Merge pull request #284 from umago/LCORE-418-default-model-provider-config

tisnik · web-flow · commit c1c7ba38e2ad · 2025-07-25T11:16:36.000+02:00
LCORE-418: Allow configurating a default model/provider
diff --git a/src/app/endpoints/query.py b/src/app/endpoints/query.py
@@ -175,12 +175,26 @@ def select_model_and_provider_id(
     models: ModelListResponse, query_request: QueryRequest
 ) -> tuple[str, str | None]:
     """Select the model ID and provider ID based on the request or available models."""
+    # If model_id and provider_id are provided in the request, use them
     model_id = query_request.model
     provider_id = query_request.provider
 
-    # TODO(lucasagomes): support default model selection via configuration
-    if not model_id:
-        logger.info("No model specified in request, using the first available LLM")
+    # If model_id is not provided in the request, check the configuration
+    if not model_id or not provider_id:
+        logger.debug(
+            "No model ID or provider ID specified in request, checking configuration"
+        )
+        model_id = configuration.inference.default_model  # type: ignore[reportAttributeAccessIssue]
+        provider_id = (
+            configuration.inference.default_provider  # type: ignore[reportAttributeAccessIssue]
+        )
+
+    # If no model is specified in the request or configuration, use the first available LLM
+    if not model_id or not provider_id:
+        logger.debug(
+            "No model ID or provider ID specified in request or configuration, "
+            "using the first available LLM"
+        )
         try:
             model = next(
                 m
@@ -202,7 +216,8 @@ def select_model_and_provider_id(
                 },
             ) from e
 
-    logger.info("Searching for model: %s, provider: %s", model_id, provider_id)
+    # Validate that the model_id and provider_id are in the available models
+    logger.debug("Searching for model: %s, provider: %s", model_id, provider_id)
     if not any(
         m.identifier == model_id and m.provider_id == provider_id for m in models
     ):
diff --git a/src/configuration.py b/src/configuration.py
@@ -12,6 +12,7 @@
     ServiceConfiguration,
     ModelContextProtocolServer,
     AuthenticationConfiguration,
+    InferenceConfiguration,
 )
 
 logger = logging.getLogger(__name__)
@@ -99,5 +100,13 @@ def customization(self) -> Optional[Customization]:
         ), "logic error: configuration is not loaded"
         return self._configuration.customization
 
+    @property
+    def inference(self) -> Optional[InferenceConfiguration]:
+        """Return inference configuration."""
+        assert (
+            self._configuration is not None
+        ), "logic error: configuration is not loaded"

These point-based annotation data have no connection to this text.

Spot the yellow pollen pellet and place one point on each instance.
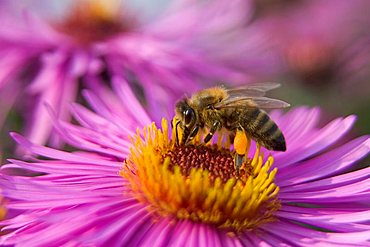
(240, 142)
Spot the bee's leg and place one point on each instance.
(185, 135)
(192, 134)
(212, 131)
(238, 161)
(241, 144)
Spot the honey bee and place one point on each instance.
(238, 110)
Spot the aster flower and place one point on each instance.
(49, 60)
(144, 190)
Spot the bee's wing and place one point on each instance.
(252, 90)
(246, 101)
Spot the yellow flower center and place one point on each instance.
(199, 182)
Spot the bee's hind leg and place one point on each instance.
(238, 161)
(212, 131)
(241, 145)
(192, 134)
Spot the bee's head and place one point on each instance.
(185, 114)
(187, 119)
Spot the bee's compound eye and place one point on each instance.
(188, 114)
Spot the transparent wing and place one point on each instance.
(252, 90)
(251, 96)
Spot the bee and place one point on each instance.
(238, 110)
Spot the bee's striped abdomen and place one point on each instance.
(263, 130)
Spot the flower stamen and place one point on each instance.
(199, 182)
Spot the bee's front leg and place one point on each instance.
(212, 131)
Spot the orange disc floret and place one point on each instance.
(199, 182)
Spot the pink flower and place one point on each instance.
(91, 196)
(50, 61)
(323, 41)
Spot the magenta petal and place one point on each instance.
(326, 164)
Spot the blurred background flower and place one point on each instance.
(51, 50)
(324, 46)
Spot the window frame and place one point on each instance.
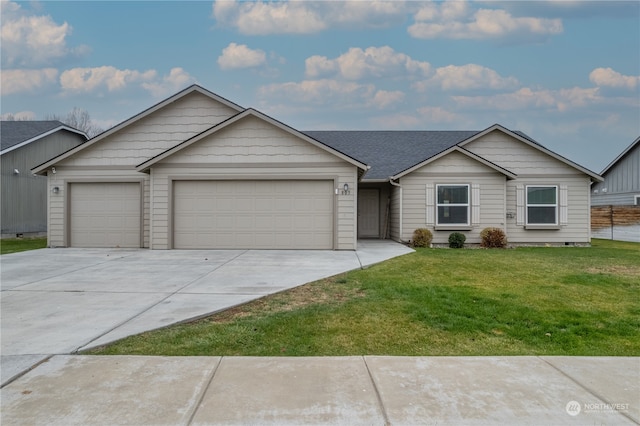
(556, 206)
(437, 204)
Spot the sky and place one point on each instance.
(567, 73)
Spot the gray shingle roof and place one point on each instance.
(15, 132)
(390, 152)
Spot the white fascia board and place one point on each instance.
(193, 88)
(594, 176)
(42, 135)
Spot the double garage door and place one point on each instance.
(276, 214)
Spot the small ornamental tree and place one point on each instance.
(493, 238)
(421, 238)
(456, 240)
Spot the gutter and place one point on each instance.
(400, 221)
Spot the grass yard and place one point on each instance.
(525, 301)
(15, 245)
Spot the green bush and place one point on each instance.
(421, 238)
(493, 238)
(456, 240)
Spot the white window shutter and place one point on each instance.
(475, 204)
(564, 205)
(430, 205)
(520, 205)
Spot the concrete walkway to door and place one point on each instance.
(58, 301)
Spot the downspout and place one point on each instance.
(400, 208)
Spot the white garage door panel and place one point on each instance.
(253, 214)
(105, 214)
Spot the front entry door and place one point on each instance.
(368, 213)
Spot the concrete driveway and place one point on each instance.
(58, 301)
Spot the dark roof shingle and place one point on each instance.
(15, 132)
(390, 152)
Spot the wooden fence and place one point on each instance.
(616, 222)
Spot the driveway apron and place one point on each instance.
(58, 301)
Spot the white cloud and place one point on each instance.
(306, 17)
(454, 19)
(371, 62)
(319, 91)
(236, 56)
(525, 98)
(21, 115)
(467, 77)
(92, 79)
(177, 79)
(20, 81)
(437, 115)
(607, 77)
(383, 98)
(29, 40)
(259, 18)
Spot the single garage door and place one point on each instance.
(104, 214)
(253, 214)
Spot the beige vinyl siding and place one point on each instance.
(534, 167)
(24, 196)
(517, 156)
(248, 150)
(454, 168)
(577, 229)
(115, 157)
(154, 134)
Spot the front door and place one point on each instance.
(368, 213)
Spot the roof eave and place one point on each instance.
(510, 175)
(594, 176)
(42, 135)
(621, 156)
(193, 88)
(143, 167)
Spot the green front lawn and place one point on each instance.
(14, 245)
(525, 301)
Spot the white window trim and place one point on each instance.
(556, 205)
(453, 226)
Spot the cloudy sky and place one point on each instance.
(565, 72)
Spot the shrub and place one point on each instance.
(493, 238)
(456, 240)
(422, 237)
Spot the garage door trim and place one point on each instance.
(172, 179)
(67, 204)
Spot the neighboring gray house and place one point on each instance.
(197, 171)
(24, 145)
(615, 202)
(621, 185)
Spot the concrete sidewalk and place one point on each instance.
(370, 390)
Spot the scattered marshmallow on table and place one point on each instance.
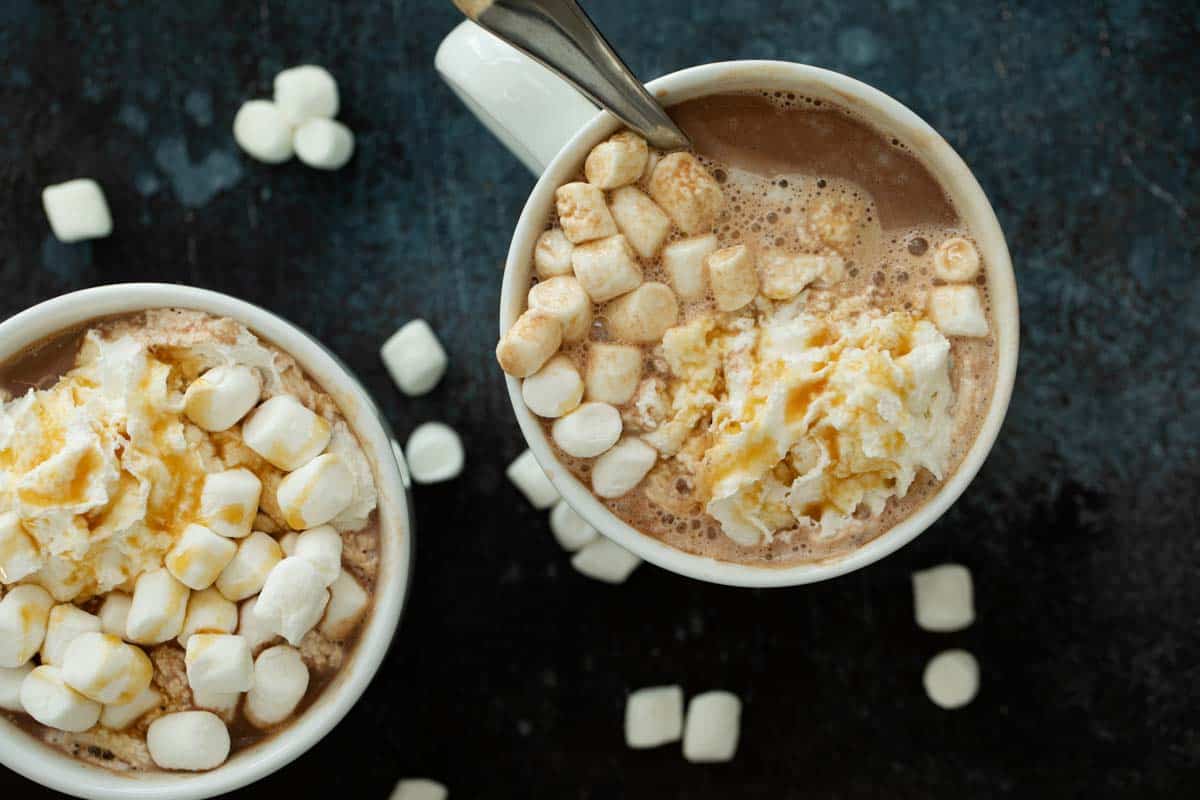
(711, 733)
(189, 740)
(654, 716)
(414, 358)
(77, 210)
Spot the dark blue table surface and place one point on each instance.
(509, 674)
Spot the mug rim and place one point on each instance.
(952, 174)
(46, 765)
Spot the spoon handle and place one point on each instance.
(559, 35)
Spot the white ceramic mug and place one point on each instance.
(551, 127)
(52, 768)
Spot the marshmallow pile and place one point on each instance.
(299, 120)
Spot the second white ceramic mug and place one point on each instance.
(551, 127)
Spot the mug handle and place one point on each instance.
(532, 112)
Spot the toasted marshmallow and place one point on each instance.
(643, 314)
(64, 624)
(571, 530)
(622, 468)
(713, 727)
(612, 372)
(317, 492)
(245, 575)
(605, 560)
(286, 433)
(263, 131)
(156, 614)
(732, 277)
(24, 612)
(616, 162)
(606, 268)
(292, 600)
(552, 254)
(582, 212)
(103, 668)
(588, 431)
(198, 557)
(217, 400)
(281, 680)
(47, 698)
(565, 299)
(347, 605)
(684, 264)
(640, 218)
(687, 192)
(414, 358)
(527, 475)
(553, 390)
(529, 343)
(189, 740)
(77, 210)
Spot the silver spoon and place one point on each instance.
(558, 35)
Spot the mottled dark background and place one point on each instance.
(509, 673)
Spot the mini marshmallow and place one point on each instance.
(219, 662)
(286, 433)
(582, 212)
(565, 299)
(103, 668)
(189, 740)
(616, 162)
(552, 254)
(605, 560)
(198, 557)
(47, 698)
(63, 625)
(245, 575)
(526, 474)
(642, 222)
(957, 311)
(323, 144)
(292, 600)
(347, 605)
(529, 343)
(687, 192)
(553, 390)
(229, 501)
(732, 277)
(281, 680)
(952, 679)
(24, 613)
(613, 372)
(77, 210)
(317, 492)
(606, 268)
(322, 547)
(263, 131)
(569, 528)
(713, 726)
(957, 259)
(305, 92)
(588, 431)
(208, 612)
(160, 603)
(622, 468)
(121, 715)
(643, 314)
(943, 597)
(654, 716)
(414, 358)
(684, 264)
(217, 400)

+        return self._configuration.inference
+
 
 configuration: AppConfig = AppConfig()
diff --git a/src/metrics/utils.py b/src/metrics/utils.py
@@ -1,15 +1,13 @@
 """Utility functions for metrics handling."""
 
+from configuration import configuration
 from client import LlamaStackClientHolder
 from log import get_logger
 import metrics
 
 logger = get_logger(__name__)
 
 
-# TODO(lucasagomes): Change this metric once we are allowed to set the the
-# default model/provider via the configuration.The default provider/model
-# will be set to 1, and the rest will be set to 0.

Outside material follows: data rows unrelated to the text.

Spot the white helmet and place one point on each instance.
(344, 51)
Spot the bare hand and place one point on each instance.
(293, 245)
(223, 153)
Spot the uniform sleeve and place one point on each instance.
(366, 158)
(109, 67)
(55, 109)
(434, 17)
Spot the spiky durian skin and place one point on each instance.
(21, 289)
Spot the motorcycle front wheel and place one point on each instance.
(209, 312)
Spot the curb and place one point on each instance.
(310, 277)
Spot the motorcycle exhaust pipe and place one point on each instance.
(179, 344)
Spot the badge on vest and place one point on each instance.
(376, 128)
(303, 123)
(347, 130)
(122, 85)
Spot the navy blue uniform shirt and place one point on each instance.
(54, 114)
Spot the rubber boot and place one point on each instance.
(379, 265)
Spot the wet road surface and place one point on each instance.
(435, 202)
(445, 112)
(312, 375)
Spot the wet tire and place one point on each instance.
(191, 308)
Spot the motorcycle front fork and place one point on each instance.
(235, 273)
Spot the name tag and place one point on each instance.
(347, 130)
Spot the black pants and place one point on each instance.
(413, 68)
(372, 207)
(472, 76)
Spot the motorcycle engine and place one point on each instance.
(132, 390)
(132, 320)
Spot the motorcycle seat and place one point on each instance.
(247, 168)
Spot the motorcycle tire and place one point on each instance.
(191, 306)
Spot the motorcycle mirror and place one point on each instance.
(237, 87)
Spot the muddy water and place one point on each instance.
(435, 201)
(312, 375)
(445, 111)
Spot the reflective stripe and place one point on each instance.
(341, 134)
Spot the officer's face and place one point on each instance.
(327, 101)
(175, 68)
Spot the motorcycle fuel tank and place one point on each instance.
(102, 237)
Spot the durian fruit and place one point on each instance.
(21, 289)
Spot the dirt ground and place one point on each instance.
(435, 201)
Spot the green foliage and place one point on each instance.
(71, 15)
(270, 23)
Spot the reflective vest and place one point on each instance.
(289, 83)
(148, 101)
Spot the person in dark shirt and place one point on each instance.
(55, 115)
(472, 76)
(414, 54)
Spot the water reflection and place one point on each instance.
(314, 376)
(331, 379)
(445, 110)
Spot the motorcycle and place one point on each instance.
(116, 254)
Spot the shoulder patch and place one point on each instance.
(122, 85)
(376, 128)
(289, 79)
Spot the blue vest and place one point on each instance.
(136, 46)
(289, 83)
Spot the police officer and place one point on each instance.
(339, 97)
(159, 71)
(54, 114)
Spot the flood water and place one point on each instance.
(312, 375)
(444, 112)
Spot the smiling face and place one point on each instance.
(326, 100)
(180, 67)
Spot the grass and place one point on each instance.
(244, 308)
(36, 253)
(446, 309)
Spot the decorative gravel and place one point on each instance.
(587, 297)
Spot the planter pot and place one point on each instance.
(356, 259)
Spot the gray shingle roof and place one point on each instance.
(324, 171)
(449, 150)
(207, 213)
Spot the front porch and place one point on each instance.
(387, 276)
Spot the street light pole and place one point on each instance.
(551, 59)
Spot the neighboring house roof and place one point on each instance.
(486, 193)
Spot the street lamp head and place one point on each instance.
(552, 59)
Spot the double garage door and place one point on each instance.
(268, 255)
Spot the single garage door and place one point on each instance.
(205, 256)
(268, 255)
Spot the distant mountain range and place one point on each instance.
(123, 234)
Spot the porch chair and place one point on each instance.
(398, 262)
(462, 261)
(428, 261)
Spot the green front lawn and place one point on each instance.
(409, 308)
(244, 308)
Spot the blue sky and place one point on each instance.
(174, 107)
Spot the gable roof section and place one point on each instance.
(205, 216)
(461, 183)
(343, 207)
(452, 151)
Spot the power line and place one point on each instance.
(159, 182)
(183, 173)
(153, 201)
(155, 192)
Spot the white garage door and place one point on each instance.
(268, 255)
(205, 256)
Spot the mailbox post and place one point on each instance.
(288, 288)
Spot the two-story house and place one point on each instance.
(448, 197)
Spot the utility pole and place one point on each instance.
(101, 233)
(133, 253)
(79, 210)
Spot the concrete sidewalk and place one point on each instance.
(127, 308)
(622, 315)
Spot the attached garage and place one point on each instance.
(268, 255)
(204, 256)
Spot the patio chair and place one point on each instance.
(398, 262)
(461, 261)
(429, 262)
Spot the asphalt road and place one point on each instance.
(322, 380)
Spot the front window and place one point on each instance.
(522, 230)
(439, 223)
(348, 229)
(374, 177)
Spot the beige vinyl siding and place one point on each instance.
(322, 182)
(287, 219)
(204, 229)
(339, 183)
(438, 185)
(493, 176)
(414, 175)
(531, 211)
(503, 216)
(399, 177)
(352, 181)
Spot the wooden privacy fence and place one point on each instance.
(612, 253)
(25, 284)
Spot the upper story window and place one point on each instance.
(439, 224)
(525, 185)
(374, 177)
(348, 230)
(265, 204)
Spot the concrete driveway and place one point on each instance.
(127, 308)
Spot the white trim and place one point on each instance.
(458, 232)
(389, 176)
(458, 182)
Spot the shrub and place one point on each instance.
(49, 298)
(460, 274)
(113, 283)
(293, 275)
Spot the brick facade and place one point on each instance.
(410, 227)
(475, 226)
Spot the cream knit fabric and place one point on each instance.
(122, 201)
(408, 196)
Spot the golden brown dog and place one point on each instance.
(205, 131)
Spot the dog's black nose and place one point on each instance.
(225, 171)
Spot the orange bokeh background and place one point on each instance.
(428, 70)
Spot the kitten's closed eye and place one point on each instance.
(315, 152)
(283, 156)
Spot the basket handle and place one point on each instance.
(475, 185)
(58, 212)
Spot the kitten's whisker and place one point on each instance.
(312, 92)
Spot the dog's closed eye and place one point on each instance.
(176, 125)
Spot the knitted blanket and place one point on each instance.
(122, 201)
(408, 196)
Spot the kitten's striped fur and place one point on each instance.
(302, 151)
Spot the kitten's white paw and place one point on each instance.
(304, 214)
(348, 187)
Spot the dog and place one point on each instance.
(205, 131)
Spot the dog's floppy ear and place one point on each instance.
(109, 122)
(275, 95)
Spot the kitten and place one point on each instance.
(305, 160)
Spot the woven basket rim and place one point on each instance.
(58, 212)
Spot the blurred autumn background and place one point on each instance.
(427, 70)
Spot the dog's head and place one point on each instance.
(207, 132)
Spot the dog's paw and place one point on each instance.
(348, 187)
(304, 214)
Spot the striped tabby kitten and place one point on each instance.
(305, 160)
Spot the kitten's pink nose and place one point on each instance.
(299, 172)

 def setup_model_metrics() -> None:
     """Perform setup of all metrics related to LLM model and provider."""
     client = LlamaStackClientHolder().get_client()
@@ -19,14 +17,29 @@ def setup_model_metrics() -> None:
         if model.model_type == "llm"  # pyright: ignore[reportAttributeAccessIssue]
     ]
 
+    default_model_label = (
+        configuration.inference.default_provider,  # type: ignore[reportAttributeAccessIssue]

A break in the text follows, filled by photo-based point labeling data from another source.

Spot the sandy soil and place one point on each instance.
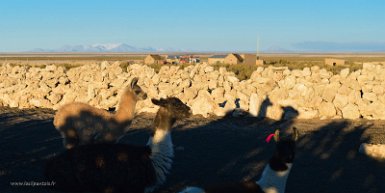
(213, 150)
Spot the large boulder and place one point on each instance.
(351, 111)
(203, 104)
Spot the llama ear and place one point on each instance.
(134, 81)
(295, 134)
(276, 135)
(155, 101)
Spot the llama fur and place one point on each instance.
(375, 151)
(81, 123)
(274, 176)
(120, 168)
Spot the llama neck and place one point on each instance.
(273, 181)
(126, 109)
(161, 156)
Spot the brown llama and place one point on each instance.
(80, 123)
(120, 168)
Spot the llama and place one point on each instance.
(120, 168)
(375, 151)
(80, 123)
(274, 175)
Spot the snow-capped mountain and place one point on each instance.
(121, 47)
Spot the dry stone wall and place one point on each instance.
(312, 92)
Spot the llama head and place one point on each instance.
(171, 109)
(285, 147)
(139, 93)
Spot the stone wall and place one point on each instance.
(313, 92)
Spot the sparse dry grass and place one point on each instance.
(292, 61)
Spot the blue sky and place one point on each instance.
(198, 25)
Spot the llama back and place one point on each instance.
(79, 123)
(102, 168)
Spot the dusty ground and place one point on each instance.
(213, 150)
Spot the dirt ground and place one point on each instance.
(213, 150)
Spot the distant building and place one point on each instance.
(259, 62)
(334, 62)
(154, 59)
(184, 59)
(216, 59)
(233, 59)
(249, 59)
(173, 59)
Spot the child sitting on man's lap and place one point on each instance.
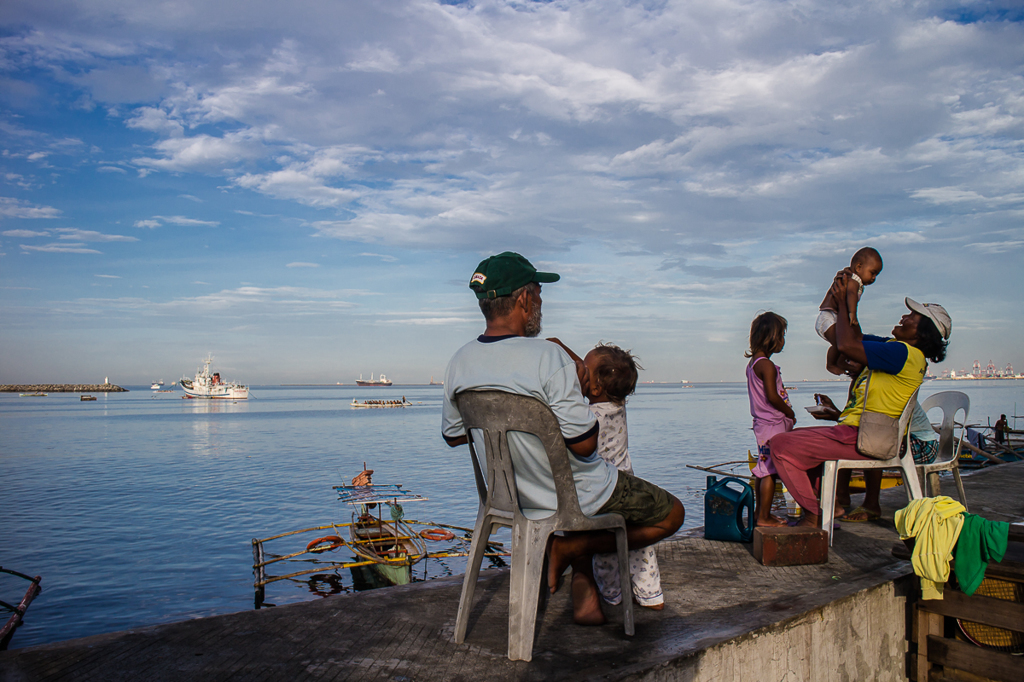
(864, 268)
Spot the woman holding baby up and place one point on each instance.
(897, 368)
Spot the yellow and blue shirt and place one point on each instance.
(897, 371)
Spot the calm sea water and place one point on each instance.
(139, 508)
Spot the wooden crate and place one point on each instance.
(937, 652)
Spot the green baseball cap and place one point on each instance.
(502, 274)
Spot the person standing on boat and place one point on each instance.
(1000, 429)
(508, 356)
(897, 368)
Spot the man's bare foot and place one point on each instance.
(811, 520)
(559, 558)
(586, 601)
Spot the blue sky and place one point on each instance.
(304, 192)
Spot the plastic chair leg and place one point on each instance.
(624, 580)
(528, 545)
(960, 486)
(476, 552)
(828, 475)
(911, 480)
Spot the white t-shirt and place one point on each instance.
(542, 370)
(612, 442)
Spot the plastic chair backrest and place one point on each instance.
(497, 413)
(905, 416)
(950, 402)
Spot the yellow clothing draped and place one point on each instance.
(935, 522)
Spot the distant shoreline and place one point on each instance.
(353, 385)
(61, 388)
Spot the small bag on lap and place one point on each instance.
(879, 434)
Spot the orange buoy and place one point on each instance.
(338, 542)
(437, 535)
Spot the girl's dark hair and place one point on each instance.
(767, 334)
(617, 372)
(930, 340)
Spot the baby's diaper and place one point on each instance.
(825, 320)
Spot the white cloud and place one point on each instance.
(203, 153)
(60, 248)
(24, 232)
(384, 257)
(14, 208)
(91, 236)
(182, 220)
(158, 220)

+        configuration.inference.default_model,  # type: ignore[reportAttributeAccessIssue]
+    )
+
     for model in models:
         provider = model.provider_id
         model_name = model.identifier
         if provider and model_name:
+            # If the model/provider combination is the default, set the metric value to 1
+            # Otherwise, set it to 0
+            default_model_value = 0
             label_key = (provider, model_name)
-            metrics.provider_model_configuration.labels(*label_key).set(1)
+            if label_key == default_model_label:
+                default_model_value = 1
+
+            # Set the metric for the provider/model configuration
+            metrics.provider_model_configuration.labels(*label_key).set(
+                default_model_value
+            )
             logger.debug(
-                "Set provider/model configuration for %s/%s to 1",
+                "Set provider/model configuration for %s/%s to %d",
                 provider,
                 model_name,
+                default_model_value,
             )
diff --git a/src/models/config.py b/src/models/config.py
@@ -185,6 +185,26 @@ def check_customization_model(self) -> Self:
         return self
 
 
+class InferenceConfiguration(BaseModel):
+    """Inference configuration."""
+
+    default_model: Optional[str] = None
+    default_provider: Optional[str] = None
+
+    @model_validator(mode="after")
+    def check_default_model_and_provider(self) -> Self:
+        """Check default model and provider."""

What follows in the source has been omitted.